Chuckle, kısık sesle gülmek veya hoş bir şekilde kıkırdamak anlamına gelen bir fiildir.
Örnek Cümleler:
-
I couldn’t help but chuckle when I saw the baby trying to walk.
(Türkçe: Bebeğin yürümeye çalışırken gördüğümde kıkırdamamak için kendimi alamadım.) -
The comedian’s jokes always make me chuckle.
(Türkçe: Komedyenin şakaları beni her zaman kıkırdatır.) -
She chuckled softly at her own mistake.
(Türkçe: Kendi hatasına nazikçe kıkırdadı.) -
The children began to chuckle when the clown appeared.
(Türkçe: Palyaço ortaya çıktığında çocuklar kıkırdamaya başladı.) -
He couldn’t resist chuckling at the silly antics of the monkeys.
(Türkçe: Maymunların aptalca hareketlerine karşı kıkırdamamayı başaramadı.) -
She chuckled at the memory of her embarrassing moment.
(Türkçe: Utandırıcı anısını hatırlayarak kıkırdadı.) -
The old friends shared a chuckle over their silly mistakes.
(Türkçe: Eski arkadaşlar aptalca hataları üzerine birlikte kıkırdadılar.) -
The funny cat video made everyone chuckle.
(Türkçe: Komik kedi videosu herkesi kıkırdattı.) -
He tried to hide his chuckle behind his hand.
(Türkçe: Kıkırdamasını elinin arkasında saklamaya çalıştı.) -
The silly pun made me chuckle out loud.
(Türkçe: Aptalca kelime oyunu beni yüksek sesle kıkırdattı.) -
The audience chuckled at the comedian’s witty remark.
(Türkçe: Seyirciler, komedyenin zeki yorumu üzerine kıkırdadılar.) -
She couldn’t help but chuckle when her cat chased its own tail.
(Türkçe: Kedisi kendi kuyruğunu kovaladığında kıkırdamamak için kendini tutamadı.) -
The little boy’s giggle turned into a chuckle as he told his joke.
(Türkçe: Küçük çocuğun kıkırdaması, şakasını anlatırken kıkırdama haline geldi.) -
The playful puppy made everyone in the room chuckle.
(Türkçe: Oyunbaz köpek odadaki herkesi kıkırdattı.) -
She chuckled at the sight of her dog chasing its tail.

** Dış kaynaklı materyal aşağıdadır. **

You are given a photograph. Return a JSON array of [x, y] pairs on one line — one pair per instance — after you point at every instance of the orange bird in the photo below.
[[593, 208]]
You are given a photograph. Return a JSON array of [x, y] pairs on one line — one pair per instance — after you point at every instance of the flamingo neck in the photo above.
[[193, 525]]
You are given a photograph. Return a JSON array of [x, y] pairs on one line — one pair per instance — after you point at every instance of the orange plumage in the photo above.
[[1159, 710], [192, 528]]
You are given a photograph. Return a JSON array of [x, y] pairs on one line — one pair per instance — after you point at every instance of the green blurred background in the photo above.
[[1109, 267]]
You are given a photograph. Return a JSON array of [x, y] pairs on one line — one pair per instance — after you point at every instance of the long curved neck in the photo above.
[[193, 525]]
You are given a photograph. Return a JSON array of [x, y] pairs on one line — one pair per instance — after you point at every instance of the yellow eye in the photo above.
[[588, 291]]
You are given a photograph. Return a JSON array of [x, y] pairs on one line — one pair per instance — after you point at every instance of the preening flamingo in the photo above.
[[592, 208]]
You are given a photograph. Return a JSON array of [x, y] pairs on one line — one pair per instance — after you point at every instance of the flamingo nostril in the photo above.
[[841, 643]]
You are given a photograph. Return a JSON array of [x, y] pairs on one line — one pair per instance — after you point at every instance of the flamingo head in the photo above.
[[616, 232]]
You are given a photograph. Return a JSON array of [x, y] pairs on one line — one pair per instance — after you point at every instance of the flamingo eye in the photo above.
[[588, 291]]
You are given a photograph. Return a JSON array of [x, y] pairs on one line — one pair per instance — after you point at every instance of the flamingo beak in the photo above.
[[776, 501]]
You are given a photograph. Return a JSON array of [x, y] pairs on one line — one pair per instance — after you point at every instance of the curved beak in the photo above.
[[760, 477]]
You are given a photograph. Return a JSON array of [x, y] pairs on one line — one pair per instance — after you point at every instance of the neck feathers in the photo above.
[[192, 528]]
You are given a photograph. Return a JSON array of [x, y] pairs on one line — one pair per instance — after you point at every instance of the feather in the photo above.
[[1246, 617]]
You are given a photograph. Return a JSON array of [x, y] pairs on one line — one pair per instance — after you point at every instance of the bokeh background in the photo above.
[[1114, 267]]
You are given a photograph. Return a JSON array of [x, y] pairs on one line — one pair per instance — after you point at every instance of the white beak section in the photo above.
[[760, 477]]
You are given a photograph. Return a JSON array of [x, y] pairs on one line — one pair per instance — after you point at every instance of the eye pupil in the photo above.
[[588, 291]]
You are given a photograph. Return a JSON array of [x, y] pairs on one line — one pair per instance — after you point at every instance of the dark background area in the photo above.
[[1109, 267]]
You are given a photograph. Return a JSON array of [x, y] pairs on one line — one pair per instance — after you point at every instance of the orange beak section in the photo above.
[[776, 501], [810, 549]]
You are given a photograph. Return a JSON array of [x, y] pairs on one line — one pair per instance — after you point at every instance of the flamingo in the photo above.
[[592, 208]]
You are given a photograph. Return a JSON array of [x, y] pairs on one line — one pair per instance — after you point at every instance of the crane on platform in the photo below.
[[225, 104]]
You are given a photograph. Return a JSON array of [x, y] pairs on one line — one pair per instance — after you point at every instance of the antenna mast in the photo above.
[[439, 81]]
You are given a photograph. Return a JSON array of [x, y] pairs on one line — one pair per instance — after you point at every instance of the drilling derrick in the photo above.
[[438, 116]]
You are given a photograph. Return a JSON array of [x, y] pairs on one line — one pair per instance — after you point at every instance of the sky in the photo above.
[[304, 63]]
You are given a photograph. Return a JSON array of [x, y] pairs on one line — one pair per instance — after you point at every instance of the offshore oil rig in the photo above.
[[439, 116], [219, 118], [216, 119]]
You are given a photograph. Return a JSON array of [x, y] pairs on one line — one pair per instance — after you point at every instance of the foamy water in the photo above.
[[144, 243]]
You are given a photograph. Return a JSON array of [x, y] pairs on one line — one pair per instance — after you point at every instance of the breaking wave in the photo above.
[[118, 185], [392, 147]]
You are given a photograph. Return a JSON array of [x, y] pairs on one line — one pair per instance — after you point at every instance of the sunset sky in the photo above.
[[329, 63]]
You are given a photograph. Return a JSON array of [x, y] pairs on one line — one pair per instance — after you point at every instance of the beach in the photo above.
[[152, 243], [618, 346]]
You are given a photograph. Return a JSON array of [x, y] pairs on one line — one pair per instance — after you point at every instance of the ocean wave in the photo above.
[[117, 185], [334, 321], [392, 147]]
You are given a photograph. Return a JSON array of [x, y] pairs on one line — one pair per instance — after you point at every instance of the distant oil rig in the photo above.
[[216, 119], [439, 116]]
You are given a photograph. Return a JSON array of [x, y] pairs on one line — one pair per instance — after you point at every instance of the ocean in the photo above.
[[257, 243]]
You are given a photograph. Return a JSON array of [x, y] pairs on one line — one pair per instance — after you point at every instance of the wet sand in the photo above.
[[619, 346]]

(Türkçe: Köpeği kuyruğunu kovalarken gördüğünde kıkırdadı.) -
The absurdity of the situation caused me to chuckle.
(Türkçe: Durumun saçmalığı beni kıkırdattı.) -
The group of friends chuckled at the memory of their wild college days.
(Türkçe: Arkadaş grubu, çılg
ınlık dolu üniversite günlerinin anısına kıkırdadılar.)
-
The comedian’s impressions always make me chuckle.
(Türkçe: Komedyenin taklitleri her zaman beni kıkırdatır.) -
She couldn’t help but chuckle when her toddler tried to sing.
(Türkçe: Küçük çocuğu şarkı söylemeye çalışırken kıkırdamamak için kendini alamadı.) -
His contagious chuckle had everyone in the room laughing.